Ahí Viene el Antropoide

Ahí Viene el Antropoide

¿Quién se habría imaginado que, en aquellos tiempos, un Antropoide vendría a estas tierras? Nadie lo creería. El solo concepto suena a ciencia ficción. Yo mismo habría pensado de ese modo. Sin embargo, jamás me imaginé que su llegada fuera tan real, tan próxima, tangible.

Las tierras a las que me refiero vivieron siempre en paz, en medio de un continente orgulloso, entre grandes naciones y civilizaciones. Nada pasaba en aquellos lugares tan poco conocidos, aparte de la faena minera. Algunos decían que nuestra labor era esencial para la existencia del país. ¡Si hubiesen sabido cuán equivocados estaban!

Yo nací en aquellas praderas a finales del siglo anterior, aislado de los grandes acontecimientos, tanto buenos como malos. Vivíamos una vida tranquila, alegre, en la que todos éramos amigos. Algunos, como yo, tuvimos la suerte de encontrar la verdadera felicidad a la vuelta de la esquina.

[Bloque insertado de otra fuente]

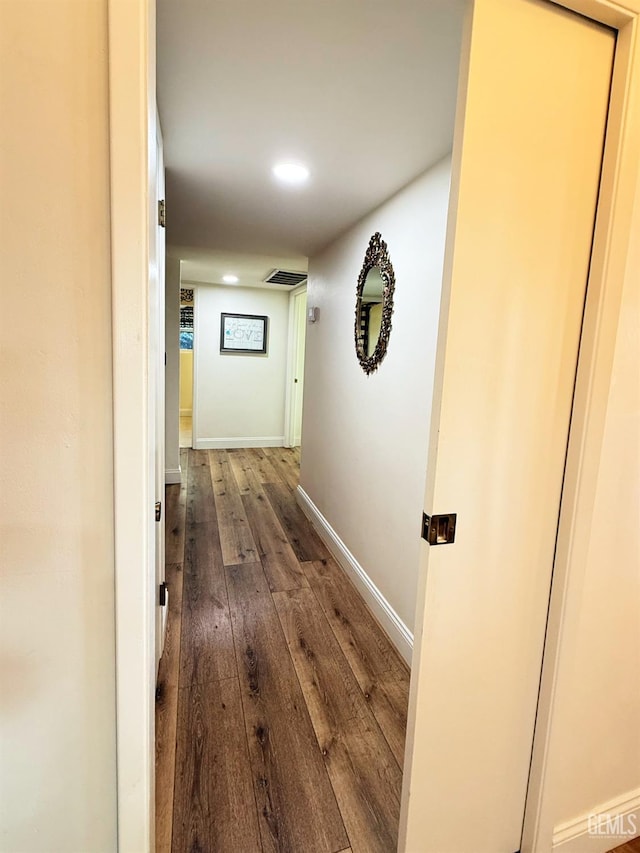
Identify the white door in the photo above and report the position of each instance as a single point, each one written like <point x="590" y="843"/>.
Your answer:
<point x="527" y="161"/>
<point x="157" y="386"/>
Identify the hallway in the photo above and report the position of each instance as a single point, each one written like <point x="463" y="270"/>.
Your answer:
<point x="281" y="706"/>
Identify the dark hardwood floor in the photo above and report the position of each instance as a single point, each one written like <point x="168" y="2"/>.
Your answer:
<point x="281" y="705"/>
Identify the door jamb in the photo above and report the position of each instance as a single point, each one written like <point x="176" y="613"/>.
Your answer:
<point x="289" y="428"/>
<point x="131" y="61"/>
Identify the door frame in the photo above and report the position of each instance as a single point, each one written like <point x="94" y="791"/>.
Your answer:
<point x="132" y="122"/>
<point x="292" y="348"/>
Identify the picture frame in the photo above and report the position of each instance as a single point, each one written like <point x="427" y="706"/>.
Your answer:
<point x="243" y="333"/>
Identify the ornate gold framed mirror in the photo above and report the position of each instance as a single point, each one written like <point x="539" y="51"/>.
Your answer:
<point x="374" y="304"/>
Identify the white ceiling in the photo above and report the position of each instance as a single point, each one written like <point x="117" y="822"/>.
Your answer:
<point x="362" y="91"/>
<point x="208" y="266"/>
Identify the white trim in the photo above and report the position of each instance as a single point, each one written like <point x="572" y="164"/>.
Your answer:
<point x="231" y="443"/>
<point x="131" y="93"/>
<point x="398" y="633"/>
<point x="291" y="440"/>
<point x="574" y="836"/>
<point x="194" y="364"/>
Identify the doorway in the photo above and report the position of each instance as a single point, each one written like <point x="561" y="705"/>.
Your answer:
<point x="295" y="366"/>
<point x="133" y="810"/>
<point x="187" y="304"/>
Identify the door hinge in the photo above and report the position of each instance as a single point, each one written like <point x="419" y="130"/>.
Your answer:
<point x="439" y="529"/>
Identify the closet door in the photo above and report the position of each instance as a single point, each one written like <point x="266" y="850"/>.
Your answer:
<point x="527" y="162"/>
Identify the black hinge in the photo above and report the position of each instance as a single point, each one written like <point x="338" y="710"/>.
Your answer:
<point x="439" y="529"/>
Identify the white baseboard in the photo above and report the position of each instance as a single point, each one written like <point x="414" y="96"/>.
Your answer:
<point x="398" y="633"/>
<point x="235" y="443"/>
<point x="606" y="826"/>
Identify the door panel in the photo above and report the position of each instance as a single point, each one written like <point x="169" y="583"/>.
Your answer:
<point x="524" y="195"/>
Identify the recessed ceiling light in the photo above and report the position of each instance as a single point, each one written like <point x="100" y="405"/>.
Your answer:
<point x="291" y="173"/>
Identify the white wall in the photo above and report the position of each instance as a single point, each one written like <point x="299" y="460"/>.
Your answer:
<point x="172" y="348"/>
<point x="239" y="397"/>
<point x="57" y="753"/>
<point x="364" y="438"/>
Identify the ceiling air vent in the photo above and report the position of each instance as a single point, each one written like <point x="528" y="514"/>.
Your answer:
<point x="286" y="277"/>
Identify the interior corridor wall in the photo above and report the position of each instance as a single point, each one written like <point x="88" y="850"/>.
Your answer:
<point x="239" y="397"/>
<point x="57" y="669"/>
<point x="172" y="368"/>
<point x="364" y="438"/>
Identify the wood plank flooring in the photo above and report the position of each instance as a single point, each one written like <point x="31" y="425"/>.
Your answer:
<point x="281" y="705"/>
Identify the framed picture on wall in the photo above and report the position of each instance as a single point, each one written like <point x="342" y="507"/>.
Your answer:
<point x="243" y="333"/>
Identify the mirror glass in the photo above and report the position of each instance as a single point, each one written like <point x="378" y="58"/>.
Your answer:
<point x="372" y="309"/>
<point x="374" y="305"/>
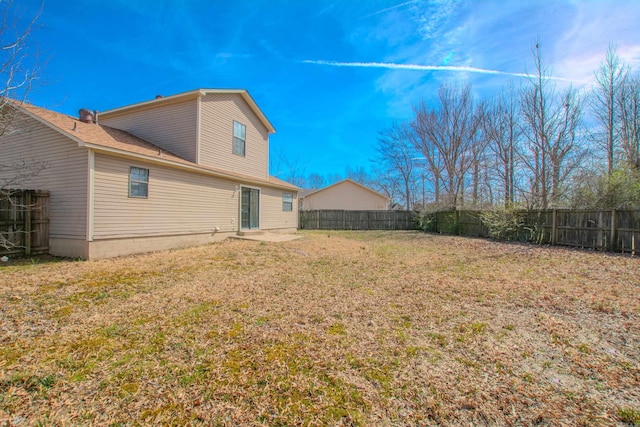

Mi mujer, la más bella de todo el pueblo, había posado sus verdes ojos sobre mí, y yo, ni tonto, no la dejé escapar. Fueron años felices, llenos de amor, descendencia y bonanza.

Hasta que llegaron los soldados.

En un principio, parecía que aquellos extranjeros querían lo mejor para nosotros; nos hacían sentir aún más esenciales que antes. ¡Si tan solo hubiésemos sabido antes sus verdaderas intenciones!

Esos hombres demostraron ser todo menos amigables; resultaron ser hoscos y distantes. Esos «atributos» se acentuaban con determinadas personas, por algún motivo que mi familia y yo no éramos capaces de comprender. No obstante, algunos vecinos compartían dicha discordia con los extranjeros. Sólo Dios sabe que, para los extranjeros, todos éramos igualmente despreciables.

Para cuando mi hijo menor se casó, las cosas se obscurecieron para siempre. Las armas imperaban, y las desapariciones eran cosa de cada día. Pero, por algún motivo, nuestras tierras conservaban la armonía, en cierta medida. No así nuestros alrededores. En Checoslovaquia, todo era tristeza y sangre.

Un día, un hombre alto, delgado, de rostro equino y cabellos dorados se sentó en el trono de nuestra nación, con bellas consignas de orden, lealtad y eficiencia. ¡Cuán ciertas llegaron a ser dichas finalidades! Nada escapaba a la regla del Carnicero de Praga, pues de lo contrario, ni un pecador se salvaba de la marca de fuego. Esto no nos pasaba a nosotros. Por algún motivo, vivíamos al alero de una quietud prostituida, vulgar.

Su reinado fue breve pero feroz. Gracias a dos ángeles caídos del cielo, verdaderos compatriotas, el Rey Heydrich murió sin dignidad, con la misma violencia que él impartió.

Fue en ese momento en que el Antropoide llegó a nuestra puerta.

Fue en ese momento en que nos sacaron de las camas.

Fue en ese momento en que nos dispusieron en filas.

Fue en ese momento en que todos caímos.

Y fue en ese momento en que mi nieta se levantó de entre los muertos.

Nosotros seguimos aquí, en Lidice, nuestra tierra, en paz, sin comprender las razones de nuestro fin.

A pesar de todo, al menos yo, sé que el Antropoide triunfó.